The SEGSPAN command turns a stream of segments into a stream of non-overlapping segments. The input must minimally contain the three columns necessary to denote segment, i.e. Chrom, bpStart and bpStop. The output is Chrom, bpStart, bpStop, and segCount where segCount is the number of segments in the input overlapping with the one in the output.

If the -gc option is not used, maxseg is infinite unless it is explicitly set to reduce the maximum output segment size. When the -gc option is in use, maxseg must be specified to override the default of 4Mb. Larger maxseg may cause greater memory utilization. Very small maxseg may cause very large output and thus, slow execution.
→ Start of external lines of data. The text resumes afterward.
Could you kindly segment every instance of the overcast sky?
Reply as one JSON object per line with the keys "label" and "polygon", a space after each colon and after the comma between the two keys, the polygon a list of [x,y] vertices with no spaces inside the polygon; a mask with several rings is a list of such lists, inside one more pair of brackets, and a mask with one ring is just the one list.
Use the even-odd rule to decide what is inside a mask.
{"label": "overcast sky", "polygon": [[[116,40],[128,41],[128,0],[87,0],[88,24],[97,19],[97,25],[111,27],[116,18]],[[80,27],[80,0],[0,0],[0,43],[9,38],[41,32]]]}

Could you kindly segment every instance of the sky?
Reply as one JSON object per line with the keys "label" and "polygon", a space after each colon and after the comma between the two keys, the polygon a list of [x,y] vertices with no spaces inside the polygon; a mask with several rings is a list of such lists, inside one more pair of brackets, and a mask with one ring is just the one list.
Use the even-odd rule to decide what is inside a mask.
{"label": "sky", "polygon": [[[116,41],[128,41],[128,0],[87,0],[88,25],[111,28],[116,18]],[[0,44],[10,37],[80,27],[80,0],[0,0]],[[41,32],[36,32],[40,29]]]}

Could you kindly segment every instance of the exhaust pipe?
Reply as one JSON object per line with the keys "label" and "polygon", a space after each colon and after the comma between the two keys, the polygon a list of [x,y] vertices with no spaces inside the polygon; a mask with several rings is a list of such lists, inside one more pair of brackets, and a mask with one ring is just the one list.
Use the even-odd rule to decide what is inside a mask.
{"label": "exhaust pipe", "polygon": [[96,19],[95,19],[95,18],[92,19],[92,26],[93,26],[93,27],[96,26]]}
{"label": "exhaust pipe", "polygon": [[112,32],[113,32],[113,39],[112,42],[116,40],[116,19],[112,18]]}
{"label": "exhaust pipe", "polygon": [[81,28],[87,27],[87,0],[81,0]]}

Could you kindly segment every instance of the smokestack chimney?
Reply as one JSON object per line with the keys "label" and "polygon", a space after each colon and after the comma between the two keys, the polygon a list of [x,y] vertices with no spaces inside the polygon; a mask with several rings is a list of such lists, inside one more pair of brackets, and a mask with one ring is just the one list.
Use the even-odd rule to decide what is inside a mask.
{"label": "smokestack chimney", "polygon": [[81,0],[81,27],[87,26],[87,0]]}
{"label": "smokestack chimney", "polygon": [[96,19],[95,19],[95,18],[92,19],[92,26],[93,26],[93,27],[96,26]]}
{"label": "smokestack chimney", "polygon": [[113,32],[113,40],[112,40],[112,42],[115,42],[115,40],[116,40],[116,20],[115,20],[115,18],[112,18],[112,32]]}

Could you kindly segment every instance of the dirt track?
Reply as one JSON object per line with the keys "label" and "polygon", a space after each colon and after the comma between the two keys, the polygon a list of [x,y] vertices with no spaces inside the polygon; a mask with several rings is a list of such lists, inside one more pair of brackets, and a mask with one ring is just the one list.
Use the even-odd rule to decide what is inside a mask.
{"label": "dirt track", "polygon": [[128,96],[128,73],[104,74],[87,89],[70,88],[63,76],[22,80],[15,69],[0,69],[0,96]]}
../_images/segproj_segspan.png

Overlapping Variants module in the Sequence Miner

Usage

gor ... | segspan [-maxseg size] [-gc cols]

Options

-maxseg size

The maximum span of the segments in the input stream. Defaults to 4000000 (4Mb) with -gc option. This parameter can be used to ensure that the output segments are not too large.

-gc cols

Group columns, i.e. the span segment is calculated separately for each group.

Examples

gor #exons# | segspan -gc gene_symbol -maxseg 3000000

The above command returns segments representing overlaping exons and the corresponding segment count from the same gene_symbol.

The SEGSPAN command used to be called SPAN. SPAN has been deprecated.